La musica di Haydn, nella versione per quartetto d’archi rivisitata dal concertino dei primi violini dell’Accademia Nazionale di Santa Cecilia Ruggiero Sfregola, è stata eseguita da professori dell’Accademia nazionale di Santa Cecilia, del Teatro San Carlo di Napoli, del Teatro dell’Opera di Roma, e da docenti del Conservatorio Santa Cecilia di Roma, allievi del Conservatorio e membri dell’Orchestra Giovanile Fontane di Roma e della Roma Vocal Ensemble, alla presenza, tra gli altri, del cardinale vicario Angelo De Donatis.

Il primo quadro «in cui la musica sottolinea la salvezza perché c’è vita nel perdono e in chi sa perdonare», sono state le parole di Rosini, rimanda all’invocazione di Gesù: «Padre, perdona loro perché non sanno quello che fanno», laddove «il Signore mentre lo crocifiggono esce dalla dimensione orizzontale e parla col Padre e stende il velo della sua misericordia sul nostro male, quello che per l’uomo resta un mistero». Ancora, la promessa di Gesù al ladrone buono: «Oggi sarai con me in Paradiso», una promessa «di un futuro che è già qui – ha spiegato Rosini -, perché per la potenza di Cristo quella croce diventa la porta per il Paradiso», e pure la musica, che «si fa limpida», dice che «con Cristo il dolore diventa luce, che ogni dolore può diventare Cielo».

Il terzo momento musicale tratteggia l’affidamento della madre al discepolo Giovanni da parte di Gesù, che «dalla croce continua a fare regali e a creare relazioni» mediante una «deassolutizzazione del possessivo – ha detto Rosini – perché la possessività rovina i rapporti e dunque Gesù ci insegna a essere liberi dal dominio». A seguire, l’invocazione in forma interrogativa di Cristo al Padre – «Dio mio, Dio mio, perché mi hai abbandonato?» – attraverso «le parole del salmo 22, che comincia con un grido di dolore ma termina con una gioia smisurata – ha chiosato il sacerdote -. Gesù prende su di sé la paura più grande dell’uomo ossia quella di essere abbandonati» ma «sa che è orientata e che accade in vista di altro», per questo «la musica qui è solenne perché si tratta di un dolore nobile, vissuto in attesa di un tempo migliore». L’insegnamento, allora, è che «bisogna avere nel cuore una buona domanda per vivere bene e uscire dai nostri schemi per andare verso una vita più grande».

le 7 parole, fabio rosini, san giovanni in laterano, 25 marzo 2024Dopo la paura, Cristo prende su di sé anche uno dei bisogni primari umani più forti, quello della sete, dimostrando che «c’è un piano che passa anche attraverso le fragilità e le debolezze del corpo» e che «si cresce anche attraverso certi appetiti perché non è vero che devi avere tutto», dato che «senza frustrazioni non ci sono sogni e desideri», ha ammonito Rosini.

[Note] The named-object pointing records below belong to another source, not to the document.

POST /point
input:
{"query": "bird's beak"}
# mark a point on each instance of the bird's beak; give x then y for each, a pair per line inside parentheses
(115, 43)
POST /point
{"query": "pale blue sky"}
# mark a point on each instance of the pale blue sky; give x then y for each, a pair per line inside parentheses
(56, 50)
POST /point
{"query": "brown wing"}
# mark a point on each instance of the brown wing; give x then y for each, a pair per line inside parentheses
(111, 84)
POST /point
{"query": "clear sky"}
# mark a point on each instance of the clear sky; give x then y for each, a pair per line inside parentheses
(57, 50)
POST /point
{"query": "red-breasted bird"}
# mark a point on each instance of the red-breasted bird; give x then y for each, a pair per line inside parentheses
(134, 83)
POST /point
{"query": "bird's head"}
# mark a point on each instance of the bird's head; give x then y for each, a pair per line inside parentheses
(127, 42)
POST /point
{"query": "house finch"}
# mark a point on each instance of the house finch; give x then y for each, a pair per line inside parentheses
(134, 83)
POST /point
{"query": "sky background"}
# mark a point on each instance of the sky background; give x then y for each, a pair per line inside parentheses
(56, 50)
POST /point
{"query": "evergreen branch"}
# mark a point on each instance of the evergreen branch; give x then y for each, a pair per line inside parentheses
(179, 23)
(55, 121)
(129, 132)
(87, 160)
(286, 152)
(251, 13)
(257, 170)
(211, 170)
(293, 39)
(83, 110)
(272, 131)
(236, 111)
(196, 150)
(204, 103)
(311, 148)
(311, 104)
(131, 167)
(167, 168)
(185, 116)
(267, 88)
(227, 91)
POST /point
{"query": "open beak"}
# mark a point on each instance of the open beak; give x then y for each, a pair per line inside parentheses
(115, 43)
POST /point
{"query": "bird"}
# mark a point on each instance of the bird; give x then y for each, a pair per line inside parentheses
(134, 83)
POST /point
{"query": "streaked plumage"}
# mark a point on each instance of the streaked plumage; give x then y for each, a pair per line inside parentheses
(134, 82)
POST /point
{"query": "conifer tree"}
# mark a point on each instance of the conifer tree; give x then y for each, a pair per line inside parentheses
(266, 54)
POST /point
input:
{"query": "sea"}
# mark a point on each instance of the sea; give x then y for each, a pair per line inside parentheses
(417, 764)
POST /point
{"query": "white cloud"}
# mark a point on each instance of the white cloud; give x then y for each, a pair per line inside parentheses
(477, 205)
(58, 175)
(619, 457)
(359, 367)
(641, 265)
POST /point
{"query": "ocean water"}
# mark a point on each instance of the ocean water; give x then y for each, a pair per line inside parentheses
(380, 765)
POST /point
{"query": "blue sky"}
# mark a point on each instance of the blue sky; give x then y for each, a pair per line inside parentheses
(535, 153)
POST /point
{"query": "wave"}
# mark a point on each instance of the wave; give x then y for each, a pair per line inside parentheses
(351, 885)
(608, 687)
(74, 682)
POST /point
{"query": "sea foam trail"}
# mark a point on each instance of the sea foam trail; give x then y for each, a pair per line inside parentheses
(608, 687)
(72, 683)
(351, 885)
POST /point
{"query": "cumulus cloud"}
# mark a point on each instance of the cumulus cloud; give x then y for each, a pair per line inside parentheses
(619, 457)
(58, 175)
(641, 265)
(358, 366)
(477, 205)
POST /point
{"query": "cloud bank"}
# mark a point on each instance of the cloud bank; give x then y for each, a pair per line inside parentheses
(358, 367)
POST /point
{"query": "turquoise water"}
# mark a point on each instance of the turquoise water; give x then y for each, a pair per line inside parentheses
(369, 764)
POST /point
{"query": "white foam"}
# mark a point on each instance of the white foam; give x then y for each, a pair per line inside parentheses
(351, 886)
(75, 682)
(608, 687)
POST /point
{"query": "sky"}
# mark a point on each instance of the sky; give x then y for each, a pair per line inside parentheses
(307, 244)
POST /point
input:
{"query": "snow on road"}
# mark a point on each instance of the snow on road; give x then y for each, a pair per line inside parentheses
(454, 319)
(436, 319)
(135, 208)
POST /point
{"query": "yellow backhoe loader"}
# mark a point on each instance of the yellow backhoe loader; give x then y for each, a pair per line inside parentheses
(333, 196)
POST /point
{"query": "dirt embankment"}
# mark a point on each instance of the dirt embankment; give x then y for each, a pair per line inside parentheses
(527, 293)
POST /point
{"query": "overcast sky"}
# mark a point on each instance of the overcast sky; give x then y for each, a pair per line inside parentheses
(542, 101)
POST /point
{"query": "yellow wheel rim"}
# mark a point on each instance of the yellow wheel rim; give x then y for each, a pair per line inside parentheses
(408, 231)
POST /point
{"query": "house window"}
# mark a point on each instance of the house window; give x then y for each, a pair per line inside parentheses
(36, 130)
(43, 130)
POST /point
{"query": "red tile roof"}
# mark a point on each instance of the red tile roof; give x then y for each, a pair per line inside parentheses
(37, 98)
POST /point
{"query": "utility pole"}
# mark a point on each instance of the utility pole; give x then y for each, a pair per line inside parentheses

Quindi il momento dell’agonia e della morte con prima la constatazione «Tutto è compiuto» e poi la remissione dello Spirito nelle mani del Padre da parte di Gesù. «Il verbo greco “teleo” – ha spiegato Rosini – dice di un traguardo e di uno scopo raggiunti: Cristo ha amato fino in fondo ed esulta come un calciatore esulta per un gol; per questo la musica è serena» perché si tratta di «un uomo che muore dopo avere vissuto pienamente». Infine «non Lui che ci abbandona ma noi che ci dobbiamo abbandonare al Padre come Gesù – ha concluso Rosini -: è qui che c’è la fine di ogni paura perché se ti fidi di Dio si sciolgono tutti i nodi interiori»; ecco allora «la musica serena della consegna, seguita d’improvviso dall’energia che racconta il terremoto» dato che «Cristo è entrato nella morte e sopraggiunge il dramma, manifestato pure dalla natura».